Feeling safe on the rug

Feeling down

We’ve talked three days this week with various degrees of success (ie how long I’d managed to last before shutting down). Yesterday we’d had a day off (I was too tired, despite, or possibly because, I couldn’t get up and lay in bed for a couple of hours).

In some respects, this morning wasn’t any better: again I couldn’t get up. Somehow I managed it and even went for a run (a little further than last time), before calling my dad.

Rug

After showering and talking to dad, I asked the husband whether he’d like to talk. Saying yes, I unrolled the rug that I’d bought for counselling and sat on that. The husband looked a little perplexed, but didn’t mention it straight away.

I said that we needed to talk about what’s happening with us and the house, picking up in what he’s mentioned previously.  I said that I was feeling “open”, meaning receptive and able to listen or talk about anything. I said that I felt that I was waiting on him to decide what he wanted.

He started by saying that he didn’t know.

Later on, he did ask why I was on the rug, “is that your safe space?” I thought for a moment “I hadn’t thought of it like that, but in a way, yes. Although, I decided to sit on the rug because it makes me feel both relaxed and grounded. And I can fidget and move, both of which help me to avoid shutdowns.”

The impact of my words

The conversation turned from the house (and whether we stay or go) towards my behaviour over the years.

To be sure, I have behaved shockingly. I might understand myself better, but that doesn’t excuse the things I said. I have hurt him very deeply indeed.

He has regularly felt silenced by me, either through my harsh words or my retreating from his words. My words have often diminished him, stinging him to take the sting of his words.

I never could look at my part in things, and so made him carry the responsibility for the success and failures in our marriage.

Lunch break

I know enough now to stop for a break when I need to (usually). This time I knew that I needed to eat – feeling hungry is guaranteed to make me say things I don’t mean. It’s also likely to bring on headaches, stress, and shutdown.

I said that we could keep talking whilst I prepared my bread and cheese. When it was done, I sat on the rug and he continued.

He said that he felt that conversations with me were in many ways predictable, but they could also be frighteningly unpredictable. I think he was referring to the extremes of my emotions: he might get the silence of a shutdown from me, or the eruption of a meltdown.

If a shutdown is a retreat from a perceived threat, a meltdown is the exact opposite: it’s a verbal assault on that perceived danger.

Incompatible values

The conversation meandered with large pauses from him. I didn’t say much, but I wasn’t emotional. Something he says that feels like a condemnation to me is “that’s a very logical way to look at it” or “yes, if you strip the emotion from it”.

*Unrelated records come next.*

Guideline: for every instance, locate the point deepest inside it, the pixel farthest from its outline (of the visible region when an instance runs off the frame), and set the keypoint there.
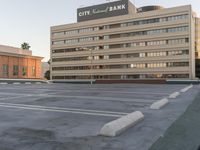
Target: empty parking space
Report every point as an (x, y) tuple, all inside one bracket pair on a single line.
[(70, 110)]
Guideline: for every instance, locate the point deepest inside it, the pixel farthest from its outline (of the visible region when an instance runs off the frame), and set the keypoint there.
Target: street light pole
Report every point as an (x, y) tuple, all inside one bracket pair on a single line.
[(91, 66)]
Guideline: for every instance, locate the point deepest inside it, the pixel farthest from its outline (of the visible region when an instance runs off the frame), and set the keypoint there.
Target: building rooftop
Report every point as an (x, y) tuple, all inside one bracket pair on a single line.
[(16, 51)]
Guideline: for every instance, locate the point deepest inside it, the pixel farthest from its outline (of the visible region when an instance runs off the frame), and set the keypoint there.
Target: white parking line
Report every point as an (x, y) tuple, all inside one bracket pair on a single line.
[(64, 110), (114, 99), (100, 90), (9, 98)]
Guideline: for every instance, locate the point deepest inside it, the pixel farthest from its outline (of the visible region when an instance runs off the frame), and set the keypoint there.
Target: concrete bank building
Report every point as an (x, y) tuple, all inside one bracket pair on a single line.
[(16, 63), (118, 41)]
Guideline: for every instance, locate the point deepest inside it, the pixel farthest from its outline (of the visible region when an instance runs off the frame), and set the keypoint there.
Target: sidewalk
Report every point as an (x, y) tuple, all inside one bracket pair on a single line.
[(184, 134)]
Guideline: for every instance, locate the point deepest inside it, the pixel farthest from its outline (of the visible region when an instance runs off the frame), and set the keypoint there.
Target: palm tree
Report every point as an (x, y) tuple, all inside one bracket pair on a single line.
[(25, 46)]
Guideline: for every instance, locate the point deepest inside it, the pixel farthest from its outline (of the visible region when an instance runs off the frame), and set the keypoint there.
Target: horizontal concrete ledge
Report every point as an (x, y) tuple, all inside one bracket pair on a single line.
[(116, 127), (159, 104), (174, 95), (27, 82), (38, 83), (186, 88), (16, 83)]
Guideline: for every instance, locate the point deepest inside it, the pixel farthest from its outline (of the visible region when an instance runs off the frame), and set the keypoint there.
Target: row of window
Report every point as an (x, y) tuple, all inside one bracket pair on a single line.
[(133, 76), (129, 23), (130, 55), (5, 70), (134, 44), (125, 66), (138, 33)]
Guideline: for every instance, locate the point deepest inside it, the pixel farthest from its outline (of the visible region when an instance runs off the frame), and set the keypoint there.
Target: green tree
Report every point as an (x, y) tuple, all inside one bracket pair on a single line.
[(25, 46)]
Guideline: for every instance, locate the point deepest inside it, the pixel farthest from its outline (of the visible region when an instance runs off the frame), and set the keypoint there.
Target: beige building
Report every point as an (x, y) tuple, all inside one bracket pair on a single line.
[(16, 63), (141, 43)]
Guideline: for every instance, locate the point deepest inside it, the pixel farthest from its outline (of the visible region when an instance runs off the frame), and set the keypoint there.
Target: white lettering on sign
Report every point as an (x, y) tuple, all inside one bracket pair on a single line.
[(118, 7), (105, 10), (84, 13)]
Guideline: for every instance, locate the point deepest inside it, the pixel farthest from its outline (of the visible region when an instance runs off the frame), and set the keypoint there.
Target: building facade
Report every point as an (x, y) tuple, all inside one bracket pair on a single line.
[(119, 41), (16, 63)]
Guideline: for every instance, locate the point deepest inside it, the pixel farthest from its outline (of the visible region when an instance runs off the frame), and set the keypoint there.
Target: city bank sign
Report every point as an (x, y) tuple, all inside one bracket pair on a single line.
[(102, 11)]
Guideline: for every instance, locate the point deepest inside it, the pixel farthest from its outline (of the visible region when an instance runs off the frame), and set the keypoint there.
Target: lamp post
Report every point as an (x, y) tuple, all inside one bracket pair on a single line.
[(91, 66)]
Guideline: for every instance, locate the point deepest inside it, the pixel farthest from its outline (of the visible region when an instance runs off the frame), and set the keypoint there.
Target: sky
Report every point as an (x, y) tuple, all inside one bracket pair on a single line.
[(30, 20)]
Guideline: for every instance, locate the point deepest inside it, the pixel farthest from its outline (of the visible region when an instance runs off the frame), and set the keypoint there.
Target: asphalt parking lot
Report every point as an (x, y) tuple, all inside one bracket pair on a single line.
[(70, 116)]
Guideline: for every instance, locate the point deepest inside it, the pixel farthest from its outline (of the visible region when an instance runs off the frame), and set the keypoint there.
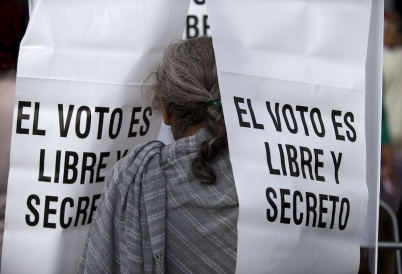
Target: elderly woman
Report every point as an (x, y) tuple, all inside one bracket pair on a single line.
[(172, 208)]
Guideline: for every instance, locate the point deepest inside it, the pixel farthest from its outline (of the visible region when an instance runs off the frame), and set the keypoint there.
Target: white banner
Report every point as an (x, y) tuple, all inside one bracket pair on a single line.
[(78, 109), (292, 80)]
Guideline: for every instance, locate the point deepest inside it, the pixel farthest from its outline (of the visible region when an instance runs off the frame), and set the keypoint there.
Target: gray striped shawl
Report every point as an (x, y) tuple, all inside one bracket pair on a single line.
[(154, 211)]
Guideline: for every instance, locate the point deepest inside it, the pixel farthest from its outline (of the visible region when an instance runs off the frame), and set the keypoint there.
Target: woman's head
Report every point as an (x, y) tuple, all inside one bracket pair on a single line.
[(185, 84)]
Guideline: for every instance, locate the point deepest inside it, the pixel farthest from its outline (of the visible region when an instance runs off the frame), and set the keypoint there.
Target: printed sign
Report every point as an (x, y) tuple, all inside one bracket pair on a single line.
[(78, 109), (292, 80)]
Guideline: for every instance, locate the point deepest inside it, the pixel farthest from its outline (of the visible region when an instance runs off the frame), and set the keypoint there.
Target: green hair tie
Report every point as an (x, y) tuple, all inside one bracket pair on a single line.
[(217, 104)]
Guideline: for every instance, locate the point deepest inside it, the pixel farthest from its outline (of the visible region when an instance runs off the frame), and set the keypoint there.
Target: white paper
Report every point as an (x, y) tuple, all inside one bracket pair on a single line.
[(90, 57), (309, 57)]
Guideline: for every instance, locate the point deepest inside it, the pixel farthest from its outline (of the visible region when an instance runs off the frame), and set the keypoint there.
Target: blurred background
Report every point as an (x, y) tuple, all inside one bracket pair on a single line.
[(14, 17)]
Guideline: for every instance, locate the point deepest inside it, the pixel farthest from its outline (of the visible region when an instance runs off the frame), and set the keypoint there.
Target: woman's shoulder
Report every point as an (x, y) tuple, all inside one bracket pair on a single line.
[(129, 165)]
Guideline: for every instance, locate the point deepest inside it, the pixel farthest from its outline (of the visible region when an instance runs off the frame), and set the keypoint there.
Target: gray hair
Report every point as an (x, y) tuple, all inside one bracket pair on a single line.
[(186, 82)]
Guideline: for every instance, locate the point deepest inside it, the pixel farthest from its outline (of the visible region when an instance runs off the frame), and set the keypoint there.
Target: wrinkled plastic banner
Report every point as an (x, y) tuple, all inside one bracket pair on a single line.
[(292, 76), (78, 109)]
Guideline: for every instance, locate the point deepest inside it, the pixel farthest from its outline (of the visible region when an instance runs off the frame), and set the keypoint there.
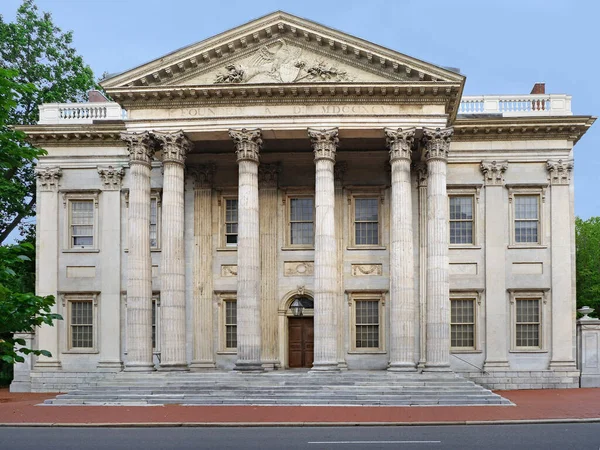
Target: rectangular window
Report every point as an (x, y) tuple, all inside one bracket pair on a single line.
[(302, 221), (81, 324), (82, 223), (367, 323), (461, 219), (230, 324), (366, 221), (231, 214), (527, 218), (154, 222), (462, 323), (527, 323)]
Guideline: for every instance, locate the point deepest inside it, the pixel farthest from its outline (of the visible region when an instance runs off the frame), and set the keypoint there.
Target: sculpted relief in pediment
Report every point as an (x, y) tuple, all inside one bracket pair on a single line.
[(283, 62)]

We talked about him being a one man guy and that’s one of his core values in a relationship. I paraphrased that I saw our bodies as our own to do with as we please, whereas he sees our bodies as, at least in part, owned by the other and requiring their consent to use. “Yes, if you strip the emotion from it,” he said.

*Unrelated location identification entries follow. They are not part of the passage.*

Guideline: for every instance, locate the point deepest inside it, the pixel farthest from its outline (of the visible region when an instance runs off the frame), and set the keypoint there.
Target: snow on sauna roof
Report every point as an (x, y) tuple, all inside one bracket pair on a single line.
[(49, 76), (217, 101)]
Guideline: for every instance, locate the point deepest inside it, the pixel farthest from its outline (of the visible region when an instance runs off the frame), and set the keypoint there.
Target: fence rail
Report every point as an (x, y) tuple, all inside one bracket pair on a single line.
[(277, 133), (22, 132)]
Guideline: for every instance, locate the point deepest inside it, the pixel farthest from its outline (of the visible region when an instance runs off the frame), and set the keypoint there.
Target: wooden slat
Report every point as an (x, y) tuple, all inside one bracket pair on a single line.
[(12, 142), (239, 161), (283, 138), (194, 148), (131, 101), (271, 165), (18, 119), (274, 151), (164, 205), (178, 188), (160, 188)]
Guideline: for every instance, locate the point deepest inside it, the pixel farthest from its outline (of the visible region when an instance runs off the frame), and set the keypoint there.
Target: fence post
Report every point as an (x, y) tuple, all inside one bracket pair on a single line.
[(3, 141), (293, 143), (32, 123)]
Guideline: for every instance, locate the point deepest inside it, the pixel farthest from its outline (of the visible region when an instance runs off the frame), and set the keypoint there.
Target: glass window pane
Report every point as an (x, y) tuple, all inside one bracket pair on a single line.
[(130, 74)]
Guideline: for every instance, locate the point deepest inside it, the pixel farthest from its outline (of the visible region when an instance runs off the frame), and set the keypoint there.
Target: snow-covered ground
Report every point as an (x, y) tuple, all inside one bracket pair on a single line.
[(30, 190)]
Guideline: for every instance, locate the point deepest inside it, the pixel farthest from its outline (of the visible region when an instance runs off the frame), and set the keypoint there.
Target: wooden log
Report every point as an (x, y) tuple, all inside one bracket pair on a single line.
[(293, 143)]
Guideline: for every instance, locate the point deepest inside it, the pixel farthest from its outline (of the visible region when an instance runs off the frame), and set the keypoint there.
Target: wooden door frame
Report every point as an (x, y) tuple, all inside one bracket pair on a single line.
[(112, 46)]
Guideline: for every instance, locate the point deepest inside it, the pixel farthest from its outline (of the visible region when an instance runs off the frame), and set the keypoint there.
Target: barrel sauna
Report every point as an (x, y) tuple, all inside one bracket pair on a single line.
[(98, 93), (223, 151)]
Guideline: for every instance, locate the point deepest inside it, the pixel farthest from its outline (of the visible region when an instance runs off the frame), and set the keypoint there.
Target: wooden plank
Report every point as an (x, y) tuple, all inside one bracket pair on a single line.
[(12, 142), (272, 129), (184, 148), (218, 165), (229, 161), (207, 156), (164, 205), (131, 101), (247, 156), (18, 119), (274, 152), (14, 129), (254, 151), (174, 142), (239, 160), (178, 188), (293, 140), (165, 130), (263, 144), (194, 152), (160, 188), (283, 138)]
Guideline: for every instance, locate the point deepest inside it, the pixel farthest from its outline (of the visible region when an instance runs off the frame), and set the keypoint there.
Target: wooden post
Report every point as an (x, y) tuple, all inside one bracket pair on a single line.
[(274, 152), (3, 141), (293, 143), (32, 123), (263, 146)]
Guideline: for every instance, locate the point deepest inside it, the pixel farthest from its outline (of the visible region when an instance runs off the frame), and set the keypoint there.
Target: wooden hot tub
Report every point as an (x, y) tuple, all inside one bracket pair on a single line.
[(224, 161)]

This, it turns out, is a fundamental difference between us.

I said that I could accept that exclusivity was crucial to him, and accept that as a core value that has to be abided by.

He said “but now we know that’s not how you feel about sex; there’s play and there’s intimate sex, and you don’t care who uses my body as long as I ‘have fun’.”

This proved to be an immovable point for him. Perhaps he is afraid that I will regret it once day and make him pay for my “sacrifice”. I can feel resentful, especially when I feel that things aren’t even.

Once the shoe was on the other foot

Long ago in our relationship, my sex drive was much lower than his. He said something along the lines of “if you don’t have sex with me more, then I shall have to look elsewhere”. That threat stuck with me, and back then I couldn’t conceive of a successful open relationship – I thought only way was  monogamy. If never have considered an open relationship, and polyamory was unheard of. Besides, this was in the midst of the AIDS crisis, where infidelity could be punished by death – for you and one’s partners.

Back then, I shut him down, rather brutally, by making the problem him: his sexual needs were abnormal. He needed sex to feel loved.

How those cruel words of mine have stayed with him and slowly corroded his self-esteem.

An end?

It seemed that we were in an impossible place. He was feeling overwhelmed and that there was no way forward for us.

I said “I need to go out, we need some stuff for tea; do you need anything from the shop?” I added “I’m not going to go off the deep end today, I’m going to give you some space.”

This has been a difficult conversation, but it had also been a calm conversation. That definitely was another factor that helped me stay with it for the few hours that it lasted.

I kissed him goodbye, did a little shopping, then stopped in a coffee shop to regroup my thoughts.